The Bank of Canada raised its key interest rate for the eighth consecutive time since March on Jan. 25, brining it to 4.5 per cent. At the time, the central bank signalled it would be taking a pause on any further hikes to let the impact of its aggressive hiking cycle sink in. 

Wednesday's summary is expected to shed light on what the governing council discussed while making that decision.

Giving insight into the deliberations is already common practice at the U.S. Federal Reserve, where meeting minutes are released three weeks following an interest rate decision. 

Although the minutes can be insightful, Porter said they typically aren't market-moving and instead serve as historical record. 

The Bank of Canada hasn't said much about what the summaries will look like, leaving the depth and format of the summaries to be discovered on Wednesday.

But Porter said he isn't expecting them to match up with the detail offered by the Federal Reserve's meeting minutes.

The Bank of Canada's governing council is responsible for the central bank's monetary policy and consists of the governor, senior deputy governor and four deputy governors. Unlike the Federal Reserve, where the 12 members vote on interest rate decision, the governing council's decisions are consensus-driven. 

That means all members of the governing council come to the same decision at the end of deliberations. 

Faced with higher borrowing costs, Canadians and businesses are expected to continue to pull back on spending in 2023, thereby slowing the economy and inflation. 

Price growth has slowed in recent months, however, inflation is still well above the Bank of Canada's two per cent target. In December, the annual inflation rate was 6.3 per cent. 

After its quarter of a percentage point hike last month, the Bank of Canada made it clear that the pause on future rate hikes was conditional, keeping the door open to more increases if inflation isn't tamed. 

According to its latest monetary policy report, the central bank expects inflation to slow faster than it had previously anticipated. It's forecasting the annual inflation rate will fall to three per cent by mid-2023 and to its two per cent target in 2024.

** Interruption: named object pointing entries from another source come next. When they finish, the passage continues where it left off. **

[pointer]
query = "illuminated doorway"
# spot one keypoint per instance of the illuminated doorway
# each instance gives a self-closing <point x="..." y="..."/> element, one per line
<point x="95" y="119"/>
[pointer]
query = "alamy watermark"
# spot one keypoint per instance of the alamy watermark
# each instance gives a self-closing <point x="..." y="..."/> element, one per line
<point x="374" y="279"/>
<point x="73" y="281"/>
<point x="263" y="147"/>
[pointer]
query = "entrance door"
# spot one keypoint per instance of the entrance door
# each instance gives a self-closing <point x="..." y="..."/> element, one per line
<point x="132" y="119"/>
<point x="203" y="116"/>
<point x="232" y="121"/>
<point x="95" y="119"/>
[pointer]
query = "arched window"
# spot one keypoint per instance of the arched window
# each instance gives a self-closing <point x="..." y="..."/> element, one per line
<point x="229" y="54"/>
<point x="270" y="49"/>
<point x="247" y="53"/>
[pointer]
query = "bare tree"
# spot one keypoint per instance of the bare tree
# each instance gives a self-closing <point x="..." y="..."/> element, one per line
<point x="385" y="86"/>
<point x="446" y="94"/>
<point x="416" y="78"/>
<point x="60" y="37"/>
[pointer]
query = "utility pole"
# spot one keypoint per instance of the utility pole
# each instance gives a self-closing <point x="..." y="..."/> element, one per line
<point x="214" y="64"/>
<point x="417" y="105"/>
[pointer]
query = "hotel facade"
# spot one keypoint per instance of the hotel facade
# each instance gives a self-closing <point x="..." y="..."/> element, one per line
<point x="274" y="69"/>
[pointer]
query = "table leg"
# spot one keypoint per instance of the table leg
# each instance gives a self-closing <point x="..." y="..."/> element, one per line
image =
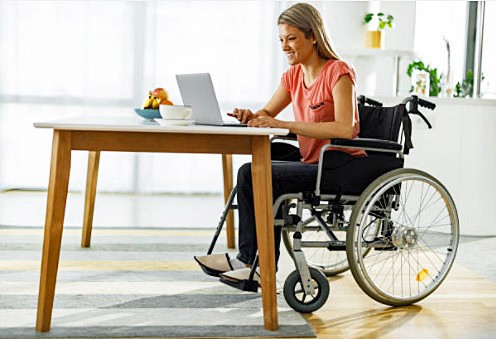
<point x="228" y="184"/>
<point x="89" y="198"/>
<point x="57" y="194"/>
<point x="262" y="197"/>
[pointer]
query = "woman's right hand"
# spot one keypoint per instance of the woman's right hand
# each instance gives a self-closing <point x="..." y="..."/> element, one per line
<point x="243" y="115"/>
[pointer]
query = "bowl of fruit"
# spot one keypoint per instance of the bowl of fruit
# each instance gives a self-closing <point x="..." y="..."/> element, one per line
<point x="150" y="108"/>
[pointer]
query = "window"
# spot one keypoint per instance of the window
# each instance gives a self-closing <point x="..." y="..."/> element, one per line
<point x="488" y="67"/>
<point x="434" y="28"/>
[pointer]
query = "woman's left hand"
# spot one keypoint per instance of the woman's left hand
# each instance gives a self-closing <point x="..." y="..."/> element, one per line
<point x="266" y="121"/>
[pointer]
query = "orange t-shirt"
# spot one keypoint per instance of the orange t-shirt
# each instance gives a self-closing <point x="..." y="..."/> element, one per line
<point x="316" y="104"/>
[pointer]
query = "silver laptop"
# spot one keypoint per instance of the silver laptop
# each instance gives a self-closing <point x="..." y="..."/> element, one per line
<point x="197" y="91"/>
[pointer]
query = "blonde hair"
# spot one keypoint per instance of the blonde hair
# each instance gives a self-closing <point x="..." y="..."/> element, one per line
<point x="308" y="20"/>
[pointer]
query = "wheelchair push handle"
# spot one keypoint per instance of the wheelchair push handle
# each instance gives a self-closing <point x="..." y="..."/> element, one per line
<point x="362" y="100"/>
<point x="415" y="101"/>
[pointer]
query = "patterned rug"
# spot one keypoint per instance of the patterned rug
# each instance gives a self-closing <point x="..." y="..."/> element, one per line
<point x="130" y="283"/>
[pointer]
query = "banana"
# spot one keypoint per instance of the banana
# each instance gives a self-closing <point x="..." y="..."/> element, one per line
<point x="148" y="103"/>
<point x="155" y="103"/>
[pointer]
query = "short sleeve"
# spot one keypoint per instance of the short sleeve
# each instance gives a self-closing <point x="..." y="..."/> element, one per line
<point x="340" y="68"/>
<point x="287" y="79"/>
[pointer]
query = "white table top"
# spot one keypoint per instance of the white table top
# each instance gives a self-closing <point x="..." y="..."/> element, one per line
<point x="137" y="124"/>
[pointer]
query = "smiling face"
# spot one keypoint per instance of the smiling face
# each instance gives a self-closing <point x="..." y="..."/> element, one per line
<point x="295" y="45"/>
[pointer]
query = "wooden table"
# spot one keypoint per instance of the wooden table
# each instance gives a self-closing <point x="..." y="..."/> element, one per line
<point x="129" y="134"/>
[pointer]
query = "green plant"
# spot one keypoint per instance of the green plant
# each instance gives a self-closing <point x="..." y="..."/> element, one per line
<point x="466" y="87"/>
<point x="385" y="20"/>
<point x="434" y="78"/>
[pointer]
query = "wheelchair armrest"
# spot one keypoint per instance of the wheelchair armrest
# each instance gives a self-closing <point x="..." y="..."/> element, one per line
<point x="367" y="143"/>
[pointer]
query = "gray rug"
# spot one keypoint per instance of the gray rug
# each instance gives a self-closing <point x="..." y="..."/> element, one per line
<point x="96" y="298"/>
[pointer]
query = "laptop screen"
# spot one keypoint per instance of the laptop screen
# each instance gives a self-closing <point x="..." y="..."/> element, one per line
<point x="197" y="91"/>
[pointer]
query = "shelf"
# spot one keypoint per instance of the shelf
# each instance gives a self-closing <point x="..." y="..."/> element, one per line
<point x="372" y="52"/>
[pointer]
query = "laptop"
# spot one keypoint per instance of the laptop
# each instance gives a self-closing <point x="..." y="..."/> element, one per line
<point x="197" y="91"/>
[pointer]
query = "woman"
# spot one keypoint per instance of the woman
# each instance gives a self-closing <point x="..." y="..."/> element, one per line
<point x="321" y="89"/>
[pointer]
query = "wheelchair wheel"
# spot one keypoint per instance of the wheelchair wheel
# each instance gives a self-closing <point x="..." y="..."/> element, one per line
<point x="331" y="263"/>
<point x="403" y="237"/>
<point x="295" y="295"/>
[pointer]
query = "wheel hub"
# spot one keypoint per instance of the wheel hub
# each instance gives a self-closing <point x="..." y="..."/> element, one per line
<point x="404" y="237"/>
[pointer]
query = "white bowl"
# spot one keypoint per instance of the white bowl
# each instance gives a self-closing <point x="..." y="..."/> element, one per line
<point x="175" y="112"/>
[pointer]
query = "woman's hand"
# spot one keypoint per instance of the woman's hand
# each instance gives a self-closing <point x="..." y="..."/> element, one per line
<point x="267" y="121"/>
<point x="243" y="115"/>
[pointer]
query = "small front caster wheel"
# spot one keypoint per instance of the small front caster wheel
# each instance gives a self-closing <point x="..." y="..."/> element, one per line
<point x="295" y="294"/>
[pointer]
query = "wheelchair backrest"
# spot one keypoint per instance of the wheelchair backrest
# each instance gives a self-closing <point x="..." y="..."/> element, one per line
<point x="385" y="123"/>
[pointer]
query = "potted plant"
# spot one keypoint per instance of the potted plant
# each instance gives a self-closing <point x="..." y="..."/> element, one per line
<point x="378" y="22"/>
<point x="434" y="87"/>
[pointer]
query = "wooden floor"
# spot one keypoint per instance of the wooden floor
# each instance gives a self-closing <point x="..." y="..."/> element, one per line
<point x="464" y="306"/>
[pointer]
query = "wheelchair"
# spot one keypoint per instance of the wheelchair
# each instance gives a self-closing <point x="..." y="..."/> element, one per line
<point x="395" y="228"/>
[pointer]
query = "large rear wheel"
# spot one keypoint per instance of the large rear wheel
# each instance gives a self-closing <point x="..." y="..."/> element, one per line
<point x="402" y="237"/>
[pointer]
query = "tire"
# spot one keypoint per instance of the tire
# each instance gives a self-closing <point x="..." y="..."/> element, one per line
<point x="418" y="223"/>
<point x="295" y="295"/>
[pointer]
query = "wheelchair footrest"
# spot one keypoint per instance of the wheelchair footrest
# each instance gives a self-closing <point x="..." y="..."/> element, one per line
<point x="243" y="285"/>
<point x="337" y="246"/>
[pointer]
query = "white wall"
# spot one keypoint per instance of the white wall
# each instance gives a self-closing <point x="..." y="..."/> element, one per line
<point x="460" y="151"/>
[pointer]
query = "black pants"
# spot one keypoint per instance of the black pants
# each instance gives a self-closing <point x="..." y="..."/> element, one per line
<point x="287" y="177"/>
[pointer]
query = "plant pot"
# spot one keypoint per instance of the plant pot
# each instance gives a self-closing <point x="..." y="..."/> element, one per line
<point x="374" y="39"/>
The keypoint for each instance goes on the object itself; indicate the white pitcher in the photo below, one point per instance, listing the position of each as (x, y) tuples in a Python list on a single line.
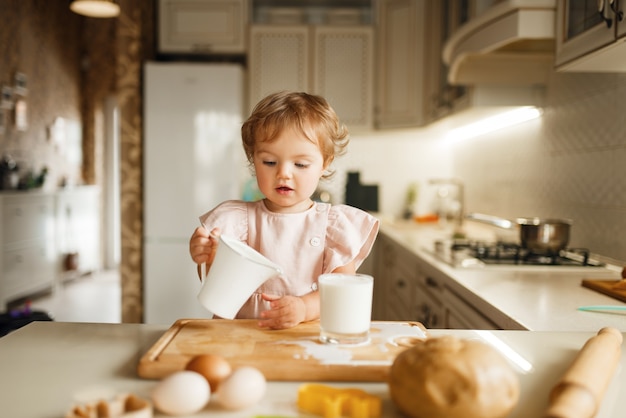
[(237, 271)]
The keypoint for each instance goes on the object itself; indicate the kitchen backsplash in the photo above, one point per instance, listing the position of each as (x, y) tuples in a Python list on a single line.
[(571, 163), (568, 164)]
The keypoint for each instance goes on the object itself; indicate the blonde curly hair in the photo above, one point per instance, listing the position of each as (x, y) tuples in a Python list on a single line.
[(311, 115)]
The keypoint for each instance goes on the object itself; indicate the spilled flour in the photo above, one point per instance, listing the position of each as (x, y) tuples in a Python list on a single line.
[(382, 336)]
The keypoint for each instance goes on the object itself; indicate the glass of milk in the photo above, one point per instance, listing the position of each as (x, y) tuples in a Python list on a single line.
[(345, 307)]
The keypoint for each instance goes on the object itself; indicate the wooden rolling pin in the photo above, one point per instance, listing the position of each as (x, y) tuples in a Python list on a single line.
[(580, 391)]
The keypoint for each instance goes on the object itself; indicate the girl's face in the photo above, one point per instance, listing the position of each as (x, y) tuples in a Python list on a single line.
[(288, 170)]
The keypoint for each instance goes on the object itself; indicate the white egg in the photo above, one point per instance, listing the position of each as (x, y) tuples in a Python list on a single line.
[(243, 388), (181, 393)]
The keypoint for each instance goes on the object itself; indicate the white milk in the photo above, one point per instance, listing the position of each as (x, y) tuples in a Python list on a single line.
[(345, 307)]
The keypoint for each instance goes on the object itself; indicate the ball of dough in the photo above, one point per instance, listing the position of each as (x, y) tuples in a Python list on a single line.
[(447, 377)]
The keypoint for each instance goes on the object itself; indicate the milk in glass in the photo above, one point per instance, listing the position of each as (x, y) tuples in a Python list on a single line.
[(345, 307)]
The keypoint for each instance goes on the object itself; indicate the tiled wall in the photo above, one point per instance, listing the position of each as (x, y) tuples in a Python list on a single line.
[(569, 164)]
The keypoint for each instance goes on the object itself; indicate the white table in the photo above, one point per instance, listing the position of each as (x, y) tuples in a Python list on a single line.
[(45, 366)]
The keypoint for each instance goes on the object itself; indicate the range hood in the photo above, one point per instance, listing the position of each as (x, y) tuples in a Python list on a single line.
[(510, 43)]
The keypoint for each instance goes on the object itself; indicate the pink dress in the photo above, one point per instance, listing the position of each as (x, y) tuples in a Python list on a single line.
[(304, 244)]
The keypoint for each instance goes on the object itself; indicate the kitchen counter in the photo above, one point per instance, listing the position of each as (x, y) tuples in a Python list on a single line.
[(515, 297), (46, 366)]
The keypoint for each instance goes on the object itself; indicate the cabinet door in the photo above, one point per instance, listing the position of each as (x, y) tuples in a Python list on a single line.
[(583, 27), (202, 26), (401, 98), (461, 315), (278, 60), (343, 72)]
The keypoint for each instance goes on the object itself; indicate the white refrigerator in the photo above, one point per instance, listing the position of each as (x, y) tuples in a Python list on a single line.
[(193, 160)]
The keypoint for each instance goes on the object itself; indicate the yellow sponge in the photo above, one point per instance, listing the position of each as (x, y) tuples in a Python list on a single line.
[(331, 402)]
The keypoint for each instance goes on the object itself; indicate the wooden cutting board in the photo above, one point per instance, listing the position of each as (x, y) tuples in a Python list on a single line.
[(293, 354)]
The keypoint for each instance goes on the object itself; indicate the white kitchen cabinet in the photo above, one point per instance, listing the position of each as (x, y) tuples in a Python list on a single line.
[(411, 289), (202, 26), (402, 94), (591, 36), (335, 62), (38, 229), (278, 60), (28, 262), (78, 228), (461, 315), (396, 276), (431, 311)]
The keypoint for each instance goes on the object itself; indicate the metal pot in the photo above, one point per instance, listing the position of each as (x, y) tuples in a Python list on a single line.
[(544, 235), (541, 236)]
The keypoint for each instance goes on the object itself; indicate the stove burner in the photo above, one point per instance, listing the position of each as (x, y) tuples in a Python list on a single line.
[(511, 253)]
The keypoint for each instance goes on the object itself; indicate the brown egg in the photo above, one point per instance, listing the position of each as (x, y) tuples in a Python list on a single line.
[(214, 368)]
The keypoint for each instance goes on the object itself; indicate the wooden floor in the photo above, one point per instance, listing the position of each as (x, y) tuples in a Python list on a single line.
[(94, 297)]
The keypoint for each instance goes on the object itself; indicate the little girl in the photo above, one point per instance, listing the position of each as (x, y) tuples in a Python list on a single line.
[(290, 140)]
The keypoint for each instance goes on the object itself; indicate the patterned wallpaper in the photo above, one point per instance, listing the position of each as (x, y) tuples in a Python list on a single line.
[(42, 41), (72, 64)]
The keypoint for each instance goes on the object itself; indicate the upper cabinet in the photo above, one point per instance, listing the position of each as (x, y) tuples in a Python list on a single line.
[(412, 84), (334, 61), (401, 35), (202, 26), (591, 36)]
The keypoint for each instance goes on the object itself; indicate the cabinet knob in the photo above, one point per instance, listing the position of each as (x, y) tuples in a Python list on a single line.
[(601, 11), (430, 282)]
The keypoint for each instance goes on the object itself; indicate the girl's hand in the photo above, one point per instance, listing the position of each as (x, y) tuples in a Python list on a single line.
[(203, 245), (289, 311), (285, 312)]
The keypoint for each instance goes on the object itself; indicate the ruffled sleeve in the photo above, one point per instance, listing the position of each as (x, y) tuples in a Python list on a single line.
[(350, 235), (231, 217)]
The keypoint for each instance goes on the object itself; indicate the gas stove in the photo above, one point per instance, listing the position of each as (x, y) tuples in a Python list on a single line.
[(470, 253)]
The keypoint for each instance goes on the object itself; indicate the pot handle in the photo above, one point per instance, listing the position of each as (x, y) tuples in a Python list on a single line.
[(492, 220)]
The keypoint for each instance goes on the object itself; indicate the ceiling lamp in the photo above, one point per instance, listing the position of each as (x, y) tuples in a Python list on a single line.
[(95, 8)]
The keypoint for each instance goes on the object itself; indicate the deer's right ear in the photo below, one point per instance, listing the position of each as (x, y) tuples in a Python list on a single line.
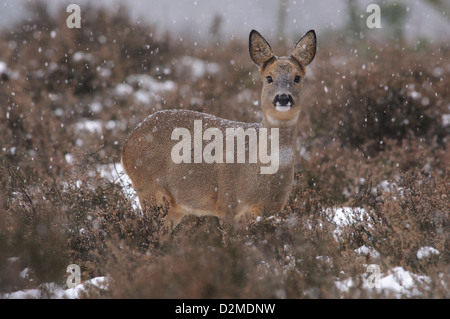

Central banks around the world have also been raising rates as countries struggle with high inflation.

Last week, the Federal Reserve hiked its key interest rate by a quarter percentage point and signalled more rate hikes should be expected. Meanwhile, the European Central Bank announced a half percentage point rate hike and said it will raise rates at least one more time.

Porter said the main question he's hoping to see answered in the summary is whether the Bank of Canada is pausing interest rate hikes, or if they're planning on jumping back in. 

"It'll be interesting to see whether they're really set on staying on the sidelines, or whether this truly is just sort of a temporary waystation."

"Maybe this summary could could help answer that question a little."